- Pointe Coupee Location within the state of Louisiana Pointe Coupee Pointe Coupee (the United States)
- Coordinates: 30°44′4″N 91°25′59″W﻿ / ﻿30.73444°N 91.43306°W
- Country: United States
- State: Louisiana
- Parish: Pointe Coupee
- Elevation: 33 ft (10 m)
- Time zone: UTC-6 (Central (CST))
- • Summer (DST): UTC-5 (CDT)
- GNIS feature ID: 515083

= Point Coupee, Louisiana =

Unincorporated community in Louisiana, U.S.

Point Coupee is the name of an unincorporated community located in Pointe Coupee Parish, Louisiana, United States. It is the home of St. Francis Chapel and is located along Louisiana Highway 420, north of New Roads, the parish seat.

==History==
The community was settled in 1719 by French colonists.
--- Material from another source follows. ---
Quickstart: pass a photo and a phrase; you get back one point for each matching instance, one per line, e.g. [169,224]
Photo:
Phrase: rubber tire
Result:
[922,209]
It is one of the oldest European/western communities in the Mississippi River Valley. Originally, it was called Le Poste de Pointe Coupée (the Pointe Coupée Post or Cut Point Post). About 1776, a chemin neuf (new road) was built to connect the Mississippi River with False River. The area has since been known as New Roads and is the basis for naming the town of New Roads.
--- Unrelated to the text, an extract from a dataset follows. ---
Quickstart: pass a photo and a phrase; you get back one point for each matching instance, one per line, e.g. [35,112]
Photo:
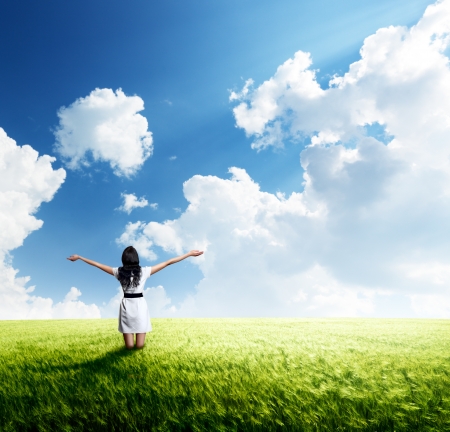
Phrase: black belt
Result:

The Saint Francis Chapel at the Point Coupée settlement was originally completed in 1728. A new church building was constructed in 1760, but built too close to the Mississippi River. Flooding unearthed graves and the church was taken down, and a smaller version was erected using materials from the previous church. This newer structure was dedicated in 1895. The church is known as the fourth-oldest continuously operating Catholic church in Louisiana. St. Francis Chapel is now a mission church of St. Mary's of False River.
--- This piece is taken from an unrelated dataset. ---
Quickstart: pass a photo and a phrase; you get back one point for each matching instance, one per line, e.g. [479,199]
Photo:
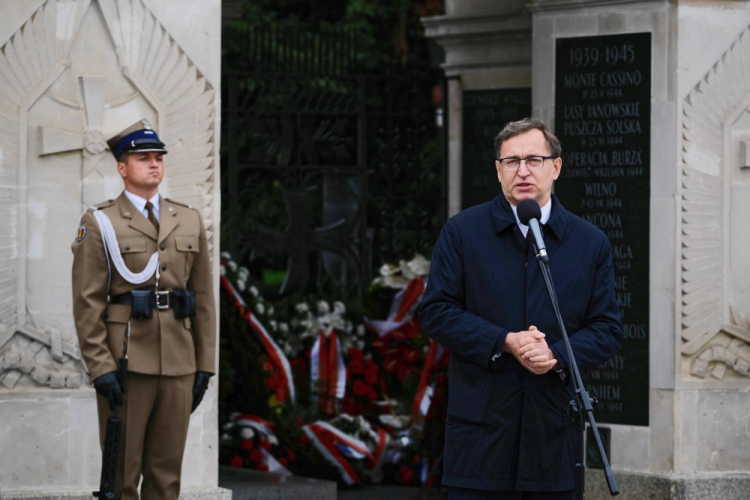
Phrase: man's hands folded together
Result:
[531,350]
The town of St. Francisville, on the opposite (east) side of the Mississippi, is named for the St. Francis Chapel.

In 1792, when this area was part of New Spain, the Spanish suppressed the Mina Conspiracy near New Roads and four years later, during the Easter holiday, they suppressed a slave insurrection near Point Coupée, which became known as the Pointe Coupée Conspiracy That led to 23 heads of decapitated rebels being displayed on the road to New Orleans, and 31 additional slaves were flogged and sent to serve hard labor in other Spanish outposts.